Free yourself to do the right thing, and step out from under the tyranny of this President and his public opinion machine.
We can ask it of them. We can demand it of them. But we can’t make them do this. Which begs the question: what can we do, to make a difference?
Baby Steps For A Better Nation
The tides of information and misinformation that wash over us are deep and strong, and I think it is impossible to remedy the problem we have with truth and facts any more. If my facts are different from yours — where does that leave us? How can we even talk with each other?
We can’t. Not about these things. We have no common, firsthand reality to drawn from.
But we do share our communities. We shop at the same stores. We drive the same roads. Our children attend the same schools.
Here, where we live, is where we can find the shared reality upon which we can build conversation and connection.

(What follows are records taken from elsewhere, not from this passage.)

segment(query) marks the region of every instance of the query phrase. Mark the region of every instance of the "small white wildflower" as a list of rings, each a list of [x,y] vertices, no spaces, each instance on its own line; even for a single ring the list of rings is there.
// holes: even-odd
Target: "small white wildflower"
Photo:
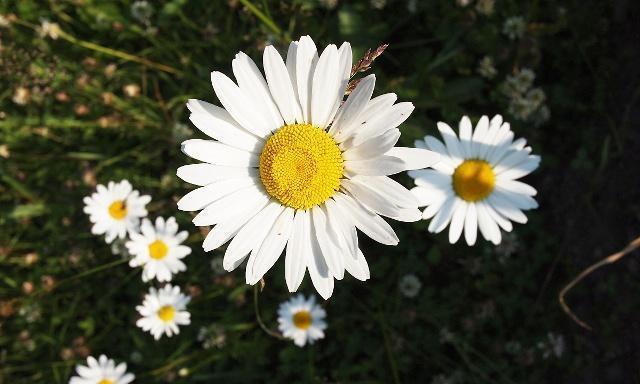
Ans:
[[[511,40],[516,40],[524,36],[527,24],[522,16],[512,16],[505,20],[502,26],[502,33],[507,35]]]
[[[486,79],[493,79],[498,74],[491,56],[485,56],[480,60],[478,63],[478,73]]]
[[[338,0],[320,0],[320,5],[326,9],[334,9],[338,5]]]
[[[49,37],[56,40],[60,37],[60,32],[62,32],[62,29],[60,29],[60,25],[58,23],[52,23],[46,19],[42,19],[40,21],[40,27],[38,27],[38,35],[40,35],[40,37]]]
[[[387,5],[387,0],[371,0],[370,4],[375,9],[382,9]]]
[[[149,19],[153,15],[153,5],[146,0],[135,1],[131,4],[131,16],[141,23],[149,23]]]
[[[13,91],[11,100],[18,105],[27,105],[29,100],[31,100],[31,92],[26,87],[17,87]]]
[[[481,15],[490,16],[493,14],[495,3],[495,0],[478,0],[476,11]]]
[[[405,297],[416,297],[422,288],[420,279],[414,274],[408,274],[402,276],[398,283],[398,289]]]

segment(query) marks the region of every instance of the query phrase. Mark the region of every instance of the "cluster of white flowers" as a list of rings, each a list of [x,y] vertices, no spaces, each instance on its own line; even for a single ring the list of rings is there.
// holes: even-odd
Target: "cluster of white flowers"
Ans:
[[[533,87],[535,73],[523,68],[514,75],[507,76],[502,84],[502,92],[509,99],[508,111],[516,119],[542,124],[550,117],[545,105],[546,95],[542,88]]]

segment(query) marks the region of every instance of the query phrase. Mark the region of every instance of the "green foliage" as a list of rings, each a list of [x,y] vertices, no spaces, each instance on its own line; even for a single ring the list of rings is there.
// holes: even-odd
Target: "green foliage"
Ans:
[[[135,13],[132,1],[0,0],[8,20],[0,27],[0,383],[66,383],[87,354],[126,361],[140,383],[626,382],[601,372],[631,370],[619,361],[630,353],[619,340],[633,305],[603,302],[622,289],[637,297],[637,272],[635,286],[620,269],[587,293],[577,289],[574,301],[597,336],[556,301],[563,283],[626,243],[626,228],[637,224],[607,216],[611,227],[591,228],[586,219],[600,217],[589,214],[624,206],[640,217],[637,173],[635,184],[597,195],[609,172],[632,179],[620,164],[638,142],[629,129],[635,99],[611,96],[613,5],[504,0],[487,13],[488,2],[171,0]],[[516,40],[502,32],[512,16],[527,23]],[[59,25],[56,39],[39,34],[45,19]],[[337,282],[323,303],[326,338],[300,349],[258,327],[241,270],[212,271],[224,249],[202,251],[203,233],[177,211],[191,187],[175,171],[187,162],[179,143],[202,137],[185,102],[217,102],[209,73],[230,73],[240,50],[258,62],[267,44],[284,53],[304,34],[320,47],[350,41],[356,59],[390,43],[372,71],[376,94],[395,92],[416,106],[402,145],[435,134],[439,120],[500,113],[543,166],[527,178],[541,208],[508,237],[513,249],[452,246],[424,221],[392,223],[397,247],[361,235],[372,279]],[[479,71],[485,56],[495,76]],[[535,71],[550,120],[541,108],[527,116],[510,109],[502,84],[524,68]],[[622,117],[610,109],[618,104]],[[192,324],[177,337],[156,342],[135,326],[148,284],[91,235],[82,211],[96,183],[121,179],[153,197],[151,217],[175,216],[190,233],[194,252],[175,281],[194,296]],[[398,288],[407,274],[422,282],[414,298]],[[300,290],[314,293],[308,280]],[[277,306],[289,297],[282,262],[259,297],[275,328]],[[205,348],[198,334],[208,327],[224,337]],[[548,354],[549,333],[563,335],[561,356]]]

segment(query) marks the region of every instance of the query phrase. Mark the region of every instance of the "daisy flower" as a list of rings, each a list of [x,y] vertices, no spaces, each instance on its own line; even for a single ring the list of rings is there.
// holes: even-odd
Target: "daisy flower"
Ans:
[[[78,376],[69,380],[69,384],[128,384],[135,376],[127,373],[127,364],[116,366],[113,359],[100,355],[98,360],[93,356],[87,358],[87,365],[76,365]]]
[[[171,276],[186,271],[180,260],[191,253],[191,248],[181,243],[189,236],[187,231],[178,232],[178,224],[173,217],[166,221],[156,218],[155,227],[148,219],[142,220],[142,233],[132,232],[131,240],[126,242],[129,253],[134,258],[129,261],[131,267],[144,266],[142,281],[153,278],[158,281],[171,281]]]
[[[211,74],[224,106],[189,100],[193,124],[215,140],[187,140],[182,151],[204,163],[178,169],[200,186],[178,208],[202,210],[198,226],[215,225],[205,251],[228,241],[223,265],[248,257],[246,281],[255,284],[286,248],[285,280],[291,292],[306,270],[322,297],[345,271],[360,280],[369,268],[356,228],[373,240],[396,245],[380,216],[420,219],[416,198],[389,175],[433,164],[426,149],[394,147],[397,127],[413,111],[394,104],[395,94],[372,98],[375,77],[363,78],[343,103],[350,79],[351,46],[331,44],[318,56],[310,37],[289,45],[285,60],[267,46],[263,65],[240,52],[232,62],[237,85]]]
[[[180,292],[180,287],[167,284],[160,289],[149,288],[142,305],[136,310],[142,316],[136,325],[148,331],[158,340],[162,334],[168,337],[180,333],[178,325],[191,323],[191,314],[185,309],[191,298]]]
[[[475,130],[468,117],[460,120],[460,137],[451,127],[438,123],[444,144],[433,136],[416,141],[417,147],[438,152],[441,161],[409,172],[417,187],[411,191],[426,206],[423,219],[433,220],[429,232],[449,225],[449,242],[460,238],[463,228],[467,244],[476,241],[477,230],[494,244],[502,240],[500,228],[509,232],[512,221],[526,223],[523,210],[538,207],[536,190],[518,181],[538,168],[540,156],[531,154],[526,140],[513,140],[509,123],[496,115],[482,116]]]
[[[327,313],[316,304],[315,296],[305,300],[304,295],[297,295],[280,304],[278,308],[278,329],[299,347],[307,342],[324,338]]]
[[[136,231],[140,218],[147,215],[145,205],[151,196],[140,196],[131,187],[131,183],[122,180],[119,183],[110,181],[105,187],[100,184],[97,191],[84,198],[84,212],[93,223],[91,233],[105,235],[107,243],[116,237],[124,239],[127,232]]]

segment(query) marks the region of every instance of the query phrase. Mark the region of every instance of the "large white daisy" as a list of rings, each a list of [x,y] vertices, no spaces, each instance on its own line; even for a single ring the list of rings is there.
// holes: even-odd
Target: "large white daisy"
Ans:
[[[76,365],[76,373],[69,384],[128,384],[135,376],[127,373],[127,364],[120,363],[100,355],[98,360],[93,356],[87,358],[87,365]]]
[[[315,296],[311,295],[305,300],[304,295],[300,294],[280,304],[278,329],[295,345],[303,347],[307,342],[313,344],[324,337],[326,316],[325,310],[316,304]]]
[[[476,241],[477,230],[499,244],[500,228],[509,232],[512,221],[526,223],[523,210],[538,207],[536,190],[517,179],[538,168],[540,156],[531,154],[525,139],[513,140],[509,123],[496,115],[482,116],[475,130],[467,116],[460,120],[460,137],[445,123],[438,123],[444,144],[433,136],[416,141],[417,147],[442,155],[433,169],[409,172],[417,187],[411,191],[422,217],[430,219],[429,231],[438,233],[449,225],[453,244],[464,229],[467,244]]]
[[[179,325],[189,325],[191,314],[186,311],[191,298],[180,292],[180,287],[167,284],[160,289],[149,288],[142,305],[136,310],[142,316],[136,325],[158,340],[163,334],[168,337],[180,333]]]
[[[389,175],[437,161],[426,149],[394,147],[397,129],[413,110],[397,97],[371,98],[373,75],[342,103],[351,68],[351,46],[327,46],[318,56],[310,37],[289,45],[286,63],[264,50],[265,78],[240,52],[232,62],[238,85],[213,72],[224,108],[189,100],[190,119],[215,140],[187,140],[182,151],[203,161],[178,169],[200,188],[178,208],[202,210],[193,220],[215,225],[205,251],[231,240],[223,265],[231,271],[249,255],[246,281],[255,284],[286,247],[285,279],[291,292],[309,270],[324,298],[345,270],[369,278],[356,228],[373,240],[398,238],[380,215],[420,219],[416,198]],[[233,240],[232,240],[233,239]]]
[[[84,198],[84,212],[93,223],[91,233],[105,235],[107,243],[116,237],[124,239],[127,232],[136,231],[140,218],[147,216],[145,206],[151,196],[143,195],[131,187],[131,183],[122,180],[110,181],[105,187],[99,184],[97,191]]]
[[[172,275],[185,271],[187,266],[182,258],[191,253],[191,248],[181,243],[189,236],[187,231],[178,233],[176,219],[166,221],[156,218],[155,227],[149,219],[143,219],[140,232],[131,232],[131,240],[125,243],[129,253],[134,255],[129,261],[132,267],[144,266],[142,280],[171,281]]]

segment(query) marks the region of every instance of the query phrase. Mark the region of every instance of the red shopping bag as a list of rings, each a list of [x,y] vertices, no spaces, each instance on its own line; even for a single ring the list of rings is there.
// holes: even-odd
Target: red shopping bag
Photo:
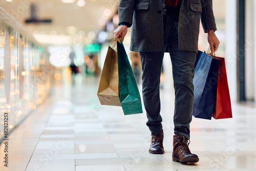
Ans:
[[[220,60],[217,92],[212,116],[217,119],[232,118],[230,96],[227,83],[225,58],[216,57]]]

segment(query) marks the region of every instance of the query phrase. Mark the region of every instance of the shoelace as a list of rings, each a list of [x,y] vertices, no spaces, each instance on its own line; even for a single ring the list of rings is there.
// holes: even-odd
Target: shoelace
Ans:
[[[189,140],[187,139],[184,136],[180,136],[180,138],[179,138],[179,143],[182,145],[183,145],[182,146],[182,149],[183,149],[183,151],[187,149],[190,152],[189,148],[188,148],[188,145],[189,145],[190,141]]]
[[[156,142],[161,142],[163,139],[163,137],[162,137],[161,135],[158,134],[152,134],[152,136],[153,137],[153,139],[152,140],[152,143],[153,143]]]

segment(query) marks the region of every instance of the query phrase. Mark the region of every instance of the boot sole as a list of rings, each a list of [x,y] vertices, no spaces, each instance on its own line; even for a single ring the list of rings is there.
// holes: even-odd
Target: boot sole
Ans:
[[[152,152],[152,151],[148,151],[148,152],[150,152],[150,153],[154,154],[155,154],[155,155],[162,155],[164,153],[164,152]]]
[[[176,162],[180,163],[197,163],[199,161],[199,159],[198,158],[189,158],[188,159],[180,160],[179,159],[173,157],[173,161]]]

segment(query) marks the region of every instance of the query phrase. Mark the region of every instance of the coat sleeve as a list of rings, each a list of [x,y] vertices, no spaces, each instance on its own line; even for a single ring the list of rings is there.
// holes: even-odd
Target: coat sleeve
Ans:
[[[205,33],[208,30],[217,30],[212,10],[212,0],[201,0],[202,13],[201,20]]]
[[[128,27],[133,24],[134,4],[136,0],[119,0],[118,6],[118,24],[126,23],[129,24]]]

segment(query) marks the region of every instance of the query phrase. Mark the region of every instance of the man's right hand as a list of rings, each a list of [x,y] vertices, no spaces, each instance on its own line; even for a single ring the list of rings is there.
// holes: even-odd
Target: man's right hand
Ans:
[[[114,40],[116,41],[117,38],[119,38],[123,41],[124,36],[127,33],[127,26],[125,25],[121,25],[117,28],[114,31]]]

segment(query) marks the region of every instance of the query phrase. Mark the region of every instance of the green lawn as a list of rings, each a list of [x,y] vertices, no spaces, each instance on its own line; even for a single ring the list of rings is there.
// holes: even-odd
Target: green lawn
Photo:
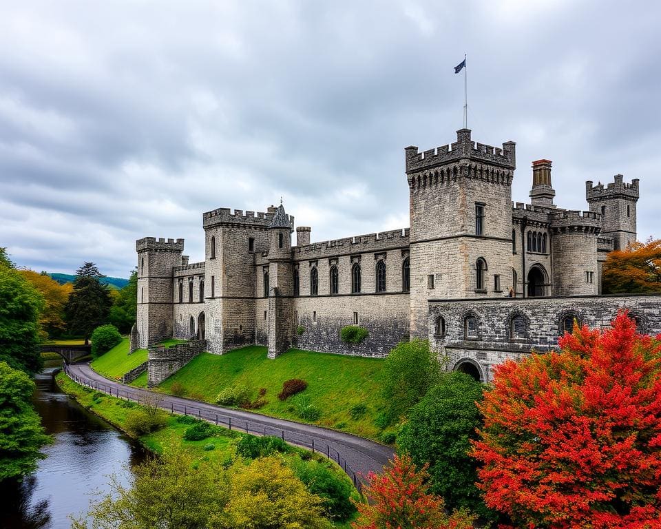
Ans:
[[[129,354],[129,339],[122,341],[105,355],[92,362],[92,368],[97,373],[107,377],[120,380],[123,375],[147,362],[147,349],[138,349]]]
[[[308,383],[304,394],[322,412],[315,424],[377,439],[382,433],[374,422],[381,411],[379,373],[383,363],[376,358],[295,349],[271,360],[266,358],[265,347],[251,346],[224,355],[203,353],[156,389],[169,393],[176,382],[191,398],[215,402],[220,390],[231,386],[246,386],[253,400],[264,388],[268,403],[258,413],[303,422],[291,402],[295,397],[285,402],[277,398],[285,380],[300,378]],[[366,411],[352,418],[352,407],[359,404],[365,405]]]

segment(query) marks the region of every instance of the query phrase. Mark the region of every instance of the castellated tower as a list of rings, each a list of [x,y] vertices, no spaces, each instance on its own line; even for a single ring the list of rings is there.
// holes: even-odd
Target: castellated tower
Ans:
[[[285,213],[281,203],[269,226],[269,358],[288,349],[294,335],[293,225],[294,218]]]
[[[271,208],[269,208],[271,209]],[[219,208],[202,214],[204,229],[204,304],[208,350],[220,354],[253,344],[255,254],[269,249],[267,231],[275,213]]]
[[[638,201],[638,179],[625,183],[621,174],[615,183],[592,185],[585,183],[585,199],[590,211],[601,214],[602,236],[613,238],[613,249],[623,250],[636,241],[636,204]]]
[[[412,338],[428,335],[429,299],[500,298],[512,285],[516,144],[457,132],[457,141],[406,151],[410,212]]]
[[[184,240],[145,237],[136,242],[138,252],[138,346],[172,338],[172,268],[182,264]]]

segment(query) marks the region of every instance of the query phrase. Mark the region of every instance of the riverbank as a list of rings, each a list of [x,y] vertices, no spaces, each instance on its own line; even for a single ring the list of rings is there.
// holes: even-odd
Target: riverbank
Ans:
[[[129,431],[127,424],[132,412],[140,409],[143,406],[81,386],[73,382],[64,373],[58,374],[56,380],[60,388],[83,406],[103,418],[118,429],[125,432],[153,453],[162,453],[165,450],[182,450],[191,455],[196,463],[212,460],[219,460],[220,462],[226,463],[238,457],[236,451],[237,445],[242,438],[246,437],[254,438],[255,437],[236,431],[230,431],[220,426],[209,425],[208,430],[210,435],[208,437],[198,440],[188,440],[185,438],[186,432],[200,422],[191,417],[184,419],[181,416],[171,415],[165,413],[167,422],[164,428],[149,434],[136,436]],[[282,457],[292,467],[300,466],[301,461],[306,461],[306,464],[316,467],[316,472],[325,473],[337,482],[348,484],[353,490],[350,480],[344,473],[332,461],[319,454],[313,454],[308,450],[293,448],[288,450],[286,453],[282,454]],[[355,497],[358,497],[357,492],[353,492],[353,495]],[[319,495],[323,497],[323,494]],[[335,522],[335,526],[348,528],[349,523],[350,521]]]

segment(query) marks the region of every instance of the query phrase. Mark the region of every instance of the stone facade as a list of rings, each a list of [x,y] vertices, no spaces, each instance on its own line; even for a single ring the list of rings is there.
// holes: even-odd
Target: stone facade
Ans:
[[[188,262],[182,239],[139,240],[140,346],[174,336],[218,354],[260,344],[270,357],[292,346],[383,357],[403,340],[431,338],[460,351],[430,330],[442,300],[479,311],[535,298],[562,311],[568,299],[598,295],[607,252],[636,238],[638,180],[588,182],[589,211],[569,211],[554,203],[552,162],[538,160],[532,203],[515,204],[516,144],[476,143],[467,129],[451,145],[406,147],[405,164],[410,229],[313,242],[302,226],[295,245],[281,203],[203,214],[201,262]],[[358,345],[339,339],[353,324],[369,332]]]

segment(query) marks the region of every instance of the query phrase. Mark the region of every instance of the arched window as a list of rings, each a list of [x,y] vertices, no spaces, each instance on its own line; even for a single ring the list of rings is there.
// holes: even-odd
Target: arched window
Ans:
[[[379,261],[377,263],[377,292],[386,291],[386,263]]]
[[[328,273],[328,282],[329,282],[329,290],[331,294],[337,294],[339,290],[339,274],[337,273],[337,267],[333,264],[330,267],[330,270]]]
[[[525,338],[527,334],[527,325],[525,322],[525,318],[521,315],[518,315],[512,318],[510,321],[510,340],[521,340]]]
[[[477,290],[485,289],[484,276],[487,271],[487,262],[481,257],[475,262],[475,288]]]
[[[351,267],[351,293],[360,292],[360,264],[355,262]]]
[[[478,338],[477,318],[469,314],[463,319],[463,335],[466,340]]]
[[[409,269],[409,260],[407,257],[401,264],[401,290],[408,292],[411,289],[411,276]]]
[[[310,295],[317,295],[319,293],[319,274],[317,267],[313,267],[310,271]]]

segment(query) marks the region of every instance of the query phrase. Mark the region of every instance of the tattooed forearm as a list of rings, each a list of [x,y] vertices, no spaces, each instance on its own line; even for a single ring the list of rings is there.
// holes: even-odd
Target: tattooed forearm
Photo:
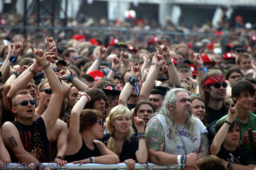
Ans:
[[[9,141],[11,143],[11,144],[12,145],[12,147],[13,148],[16,148],[18,146],[18,144],[16,142],[16,140],[14,138],[14,137],[12,135],[12,137],[8,137],[8,139],[9,140]]]
[[[154,156],[157,161],[160,162],[159,157],[152,153],[150,149],[156,151],[161,150],[161,145],[164,142],[164,136],[162,134],[163,126],[157,119],[151,122],[150,125],[148,126],[148,131],[146,134],[148,152],[149,155]]]
[[[208,155],[209,154],[209,145],[208,144],[208,139],[206,133],[201,134],[201,141],[200,148],[199,149],[199,156],[201,158]]]

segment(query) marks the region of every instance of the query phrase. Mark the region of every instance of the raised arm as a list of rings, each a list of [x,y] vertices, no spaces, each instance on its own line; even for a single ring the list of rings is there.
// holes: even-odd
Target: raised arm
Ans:
[[[67,67],[63,67],[64,70],[62,70],[60,72],[60,73],[61,75],[60,79],[64,81],[66,81],[67,78],[71,74],[71,73],[70,71]],[[73,78],[71,81],[71,84],[79,91],[81,91],[81,92],[84,91],[88,87],[88,85],[75,77]],[[90,88],[89,88],[89,89]]]
[[[24,45],[25,43],[25,40],[23,40],[22,43],[19,42],[16,43],[16,39],[14,39],[12,48],[12,53],[11,58],[9,57],[10,58],[9,59],[11,60],[12,61],[9,63],[9,64],[5,65],[3,70],[2,78],[4,78],[5,81],[9,78],[9,72],[10,71],[10,68],[9,66],[10,65],[11,65],[12,66],[13,66],[14,63],[17,61],[17,58],[22,52],[22,50],[23,49],[23,46]],[[11,46],[10,47],[10,48],[8,47],[8,49],[9,49],[9,51],[11,50],[10,49],[10,48],[11,48]]]
[[[141,67],[141,76],[143,76],[144,73],[144,70],[147,68],[147,67],[150,63],[150,59],[148,55],[145,55],[142,57],[143,60],[144,62],[143,63],[143,65]]]
[[[137,117],[134,118],[134,124],[138,132],[144,132],[145,122],[143,119]],[[144,133],[145,133],[145,132]],[[145,139],[139,139],[139,149],[135,152],[138,163],[145,164],[148,160],[148,152],[147,151]]]
[[[1,136],[1,128],[0,128],[0,165],[3,162],[11,162],[11,158],[9,153],[4,146]],[[0,165],[0,167],[1,167]]]
[[[237,112],[236,107],[237,107],[237,103],[239,103],[239,102],[238,101],[235,107],[232,108],[231,108],[232,106],[231,104],[230,104],[229,109],[228,110],[228,117],[226,119],[226,120],[228,122],[232,123],[237,115]],[[217,132],[211,147],[210,152],[211,155],[216,155],[220,152],[220,146],[226,138],[230,126],[229,124],[224,123]]]
[[[9,63],[9,58],[10,58],[12,54],[13,44],[12,43],[10,44],[9,43],[9,41],[7,42],[8,43],[8,54],[7,54],[7,56],[6,56],[5,59],[4,60],[4,63],[3,63],[2,67],[0,68],[0,71],[2,73],[3,72],[3,70],[4,70],[4,68]]]
[[[57,76],[50,66],[50,63],[48,63],[45,54],[43,50],[36,50],[34,54],[35,55],[35,59],[44,70],[49,85],[52,92],[48,107],[46,110],[41,116],[44,121],[47,137],[48,139],[50,139],[52,130],[57,121],[60,112],[62,100],[60,99],[63,98],[63,88]]]
[[[158,55],[155,57],[155,65],[150,74],[146,79],[143,84],[140,92],[140,98],[141,100],[149,100],[150,92],[154,86],[156,80],[157,78],[159,70],[164,64],[164,57],[163,55]]]
[[[137,80],[140,77],[141,73],[140,65],[138,64],[138,66],[136,66],[136,63],[134,63],[132,66],[132,69],[131,70],[131,76],[133,77],[132,80],[131,80],[130,83],[128,82],[126,83],[119,96],[118,104],[123,105],[126,107],[127,107],[127,101],[130,96],[132,88],[134,86],[135,87],[136,85],[136,82],[134,80],[133,78],[135,78]],[[134,85],[133,85],[132,84],[134,83]]]
[[[157,43],[156,40],[155,41],[156,45],[158,48],[159,54],[160,55],[164,54],[164,57],[165,61],[168,69],[168,74],[170,78],[170,81],[174,85],[177,85],[180,86],[181,85],[180,80],[178,75],[175,65],[173,63],[173,61],[172,62],[172,59],[171,57],[171,52],[169,50],[169,48],[167,45],[167,43],[165,39],[164,40],[164,45],[160,46]]]
[[[199,52],[199,55],[197,53],[194,54],[192,51],[190,54],[190,57],[191,57],[191,59],[192,60],[194,64],[196,66],[196,69],[201,69],[200,70],[197,70],[197,75],[198,76],[198,82],[199,83],[199,85],[200,86],[200,82],[201,82],[201,80],[202,80],[203,77],[206,74],[204,71],[204,69],[202,69],[204,68],[204,62],[203,62],[203,60],[201,57],[202,56],[202,52],[200,50]],[[202,87],[199,87],[199,93],[202,94],[203,89],[202,89]]]
[[[114,76],[116,74],[118,75],[119,72],[118,71],[119,68],[121,66],[121,63],[120,63],[123,59],[123,56],[121,56],[120,59],[117,57],[114,57],[112,60],[112,65],[111,66],[111,70],[109,71],[109,73],[108,75],[108,78],[111,78],[114,80]]]
[[[105,59],[106,57],[107,57],[108,52],[110,49],[111,47],[111,46],[109,46],[107,49],[103,46],[100,47],[97,59],[95,60],[91,66],[90,67],[90,68],[87,70],[86,72],[86,74],[88,74],[92,71],[98,70],[98,68],[100,65],[101,62]]]
[[[86,93],[80,91],[78,94],[81,96],[81,98],[75,105],[70,113],[69,127],[67,137],[68,141],[67,152],[72,152],[74,144],[80,143],[82,145],[82,140],[79,133],[79,117],[85,104],[91,100],[90,97]],[[78,148],[78,150],[79,149]]]

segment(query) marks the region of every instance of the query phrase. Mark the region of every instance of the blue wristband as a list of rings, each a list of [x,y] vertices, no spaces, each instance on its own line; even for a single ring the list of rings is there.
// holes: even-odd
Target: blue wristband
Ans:
[[[98,61],[99,61],[100,62],[100,63],[102,63],[102,61],[101,61],[101,60],[100,60],[100,59],[99,59],[99,58],[96,58],[96,59],[97,59],[97,60]]]
[[[208,73],[208,70],[207,70],[207,69],[205,67],[202,67],[202,68],[200,68],[200,69],[197,69],[196,70],[197,71],[200,71],[200,70],[204,69],[204,72],[205,73]]]
[[[117,71],[116,70],[114,69],[112,69],[112,68],[111,68],[111,69],[110,70],[112,70],[112,71],[114,71],[116,72],[116,74],[117,74],[117,75],[118,75],[119,74],[119,72],[118,72],[118,71]]]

And when we have that firmly in place, we may be able to begin some bridge-building when speaking of more abstract political issues.
What does this mean?

Community building. Kindness. Getting to know the neighbors. Volunteering at schools and libraries. Going to local festivals and town hall meetings and being invested and involved in the people around us and the places, events, and issues we all share. We can’t resolve our differences over the information we get from Fox versus CNN, because neither side is prepared to believe the other’s source. But if we’re face to face, experiencing the same things, sharing them in person, there are facts that we can pin our conversations to, opportunities for generosity, the finding of common ground, and the building of trust.
This is grass-roots action. The smallest of interactions matters. It’s the only place where healing can begin in our raggedly torn-apart nation.
The Take-Away
By all means, keep protesting, marching, emailing, tweeting and demanding change in Washington. Everyone should vote, every time. Hold our elected officials to a higher standard than they hold themselves, and call them out when we see them falling into the abyss of hypocrisy and corruption which their fear of losing power opens up before them, yawning darkly at their feet every day.

But let us also weave a web of community which, one day, may be strong enough that disputed facts from the talking heads on television can’t pierce it. It will take a long time, and effort, and we’ll have to do things which are unfamiliar and probably, at times, uncomfortable. But without a fundamental shared community at the heart of our lives, there is no soul left, no nation to save, and no matter what happens in the upper echelons of power, we will continue on the path of this tortured demise of the American dream.